Люди здесь были очень отзывчивые. Они были лишены всяких городских штучек, все в них было искренне и открыто. Жили они по своим, сохранившимся от дедов традициям, например, у родника каждый вечер собирались девушки. Там было несколько девушек, на которых можно было обратить внимание. К ним приезжали молодые люди на двухколесных мотоциклах. Мотоциклы были по-особому украшены: рисунки разных цветов, совершенно немыслимые украшения в виде фонарей и разных безделушек. Большинство парней носили фуражки особого покроя, иногда можно было встретить молодого человека в шляпе.
Они обычно собирались у родника, и парень, сидя на мотоцикле, упирался ногами в землю, а в зубах неизменно держа сигарету.
Каждый, кто проходил мимо такой парочки, обязательно произносил: “Да будет между вами согласие!”
Парень приподнимался: “Пусть Всевышний будет доволен тобой!” – и чуть смущенно улыбался.
Молодые люди некоторое время очень недружелюбно косились в мою сторону, словно я специально приехал сюда из-за девушек и могу составить им конкуренцию. Им не нравились мои волосы, которые почему-то все замечали: длинные, доходившие мне до плеч. Но, наконец, успокоились, пытались завести со мной дружбу, рассказывали о своих чувствах, бывало, вызывались выступить в качестве сватов, предлагая познакомить с той или иной девушкой.

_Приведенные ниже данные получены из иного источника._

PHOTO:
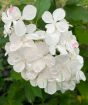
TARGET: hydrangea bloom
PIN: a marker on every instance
(30, 50)
(13, 15)
(55, 27)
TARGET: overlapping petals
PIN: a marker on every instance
(30, 50)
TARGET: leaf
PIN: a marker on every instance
(83, 88)
(81, 34)
(3, 41)
(42, 5)
(71, 2)
(20, 2)
(15, 76)
(32, 92)
(77, 13)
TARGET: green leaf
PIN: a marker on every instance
(81, 34)
(83, 88)
(71, 2)
(77, 13)
(3, 41)
(42, 5)
(15, 76)
(32, 92)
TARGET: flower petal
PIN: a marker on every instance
(19, 67)
(20, 28)
(47, 17)
(29, 12)
(14, 12)
(62, 49)
(38, 66)
(50, 28)
(62, 26)
(58, 14)
(51, 87)
(31, 28)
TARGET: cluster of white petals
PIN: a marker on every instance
(33, 52)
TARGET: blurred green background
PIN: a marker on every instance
(13, 89)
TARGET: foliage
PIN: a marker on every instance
(13, 89)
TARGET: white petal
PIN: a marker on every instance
(52, 39)
(24, 76)
(62, 26)
(50, 28)
(19, 67)
(33, 82)
(31, 74)
(51, 87)
(29, 12)
(14, 58)
(47, 17)
(31, 28)
(61, 49)
(80, 59)
(80, 76)
(40, 35)
(38, 66)
(58, 14)
(7, 47)
(14, 12)
(42, 79)
(50, 60)
(20, 28)
(43, 48)
(52, 50)
(15, 46)
(6, 19)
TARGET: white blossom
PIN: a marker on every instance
(55, 21)
(13, 15)
(30, 50)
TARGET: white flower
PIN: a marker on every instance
(52, 40)
(13, 14)
(68, 43)
(33, 33)
(55, 21)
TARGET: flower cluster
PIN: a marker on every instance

А один парень по-настоящему надоел мне, почти каждый день появляясь в школе.
– Вызови, пожалуйста, девушку, – говорил он, – скажи, что Салман пришел, она сама поймет.
Но девушка не выходила. Когда он пришел в очередной, третий раз, я решил побеседовать с ним. Помню, я тогда сказал ему: “Я тебя очень хорошо понимаю,
Салман, но ты как-то должен решить эту проблему: или дай ей учиться, или, отлучив от школы, женись”.
А потом мне досталось и от этой девчонки, когда она, уткнувшись в парту, пылая ярким румянцем, прятала от меня взгляд.
Но с ней я быстро разобрался: в журнале каждый день появлялись двойки, а потом написал ее матери записку, что ее дочь не учится.
– Кулсам, ты готова отвечать? – спрашивал я.
Она молчала. Встав из-за парты, прикусив губу, девчонка молча водила из стороны в сторону своими большими глазами, пылая румянцем. Кстати, девчонка она была неглупая.
– Садись, я ставлю тебе двойку.
Тогда она плакала, устремив широко открытые глаза куда-то в сторону.
По возрасту она была самая старшая в классе. Соответственно, и внешне выглядела, как взрослая девушка.
К счастью, она, наконец, пришла в себя и плакать больше не плакала, хотя по-прежнему отказывалась учиться – таким образом она мне мстила.